Have you thought about trying to implement a data governance policy and failed? Perhaps you implemented your first data governance policy 5 years ago. I bet you that the policy isn't being followed for all of your data systems. There are decisions made everyday that break data governance policies and almost no way to detect these small violations. I have a perfect solution that you never would have thought of. Use CloverETL to define your data governance policy! Most people think of CloverETL as a data integration software tool and not something that CloverETL could handle. But think of this this way. Your data governance policy is the set of business rules that you create graphs for and the data that you are validating is actually the structure and syntax of your data systems. 

You can use CloverETL to validate all database schemas that were created on your operational systems and then report data governance violations for the structures. Better yet, run the solution on the development and QA environments so that you catch the governance violations before they even touch production. So what can CloverETL do for you? 

-Check all syntax for data systems including: database naming conventions and data types. 
-Validate the structure of your data based on your business rules for data. 
-Verify and report on user access to databases for each of your operational databases. CloverETL can -Monitor the quality of your data. 

The solution can run daily, weekly, monthly, yearly or any other interval you deem relevant. This is a great use case and policy to automate because once you spend the time upfront automating the process, you can enforce the policy without much effort. If you have any questions about data governance with CloverETL, please don't hesitate to reach out. 





Monday, December 5, 2016

Reading data from PDF's with CloverETL

Do you have PDF files that you need to be able to read and process data from? In most cases, this is a nice thing to be able to do with an existing toolset rather than have to purchase another tool to translate PDF's into a machine readable format. In this blog I will show you how to read PDF's from within CloverETL and hopefully you can apply that knowledge to any other data format that isn't supported as an 'out-of-the-box' feature with CloverETL.

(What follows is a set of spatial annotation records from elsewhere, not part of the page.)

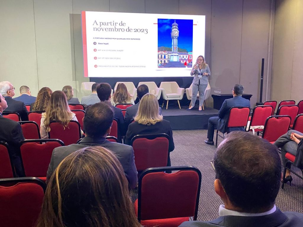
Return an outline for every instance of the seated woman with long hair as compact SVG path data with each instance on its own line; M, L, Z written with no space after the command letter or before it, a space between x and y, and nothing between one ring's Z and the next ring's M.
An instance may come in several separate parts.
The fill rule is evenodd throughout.
M139 227L128 183L109 150L73 152L50 179L36 227Z
M117 86L117 89L111 99L111 102L114 106L119 104L135 104L132 95L128 93L126 86L123 83L119 84Z
M125 144L132 146L132 138L140 134L166 133L169 136L167 166L171 166L169 152L175 149L171 127L169 121L163 120L159 114L159 104L155 96L149 93L140 100L135 122L128 126L125 136Z
M71 120L78 121L76 115L69 109L65 94L61 91L54 91L46 106L45 112L42 113L40 127L41 138L48 138L48 133L51 130L49 123L52 121L58 121L66 127ZM81 132L82 135L83 134L82 130Z
M62 91L66 96L67 103L68 104L80 104L80 102L78 98L73 98L74 90L72 86L67 85L62 88Z
M38 92L37 97L35 102L31 104L31 111L45 111L46 106L48 103L52 91L49 87L45 87Z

First, let's take a look at a portion of the PDF.




Looking at the PDF, you can see that there's 8 columns that we need to be able to read: Description, Item#, Seg, Seq#, Len, DT, Rep, Table. If you have looked at something similar in the past, you know that you cannot read this file with an existing CloverETL out of the box component. However, CloverETL ships with a CustomJavaReader component (as well as CustomJavaTransformer and CustomJavaWriter) which easily extends the CloverETL Engine's capabilities by custom coding Java to fit your requirements. There are a few pre-prequisites for being able to do this that depend upon the problem that you are solving.

1. All .jar files must be accessible for the CloverETL Designer (and CloverETL Server if you have one). That means that you much import all .jar files into your sandbox and add the jar files to the
build path so CloverETL knows where these libraries exist. We recommend placing the external .jar files in the lib/ so that all developers and operators are in agreement of the placement of the jar files.

2. Rather than building your own java class, I would recommend starting with the template that CloverETL provides for reading, transforming, writing data. Open the Algorithm property for CloverETL to create a Java class for you that you can edit directly in that pop-up editor, or you can copy/paste the contents into a separate Java file within the designer.

3. After you have developed your custom reader, you can configure the CustomJavaReader to use your newly created Java class. The configuration depends upon which option you selected above. If you created your own class outside of the component, you can use the Algorithm class property to configure your CustomJavaReader.

4. Create the rest of your graph as your requirements dictate (my example is less useful because I am only showcasing that you can read PDF's with CloverETL).

Here is what my graph looks like:



The last execution below shows data on the edge from within the PDF:




If you would like to see the custom java code or graph used to create this example, I would be more than happy to share it with you. However, using this approach, you can quickly read any format that CloverETL cannot natively read and stream it into a graph or jobflow as you would for any other input data.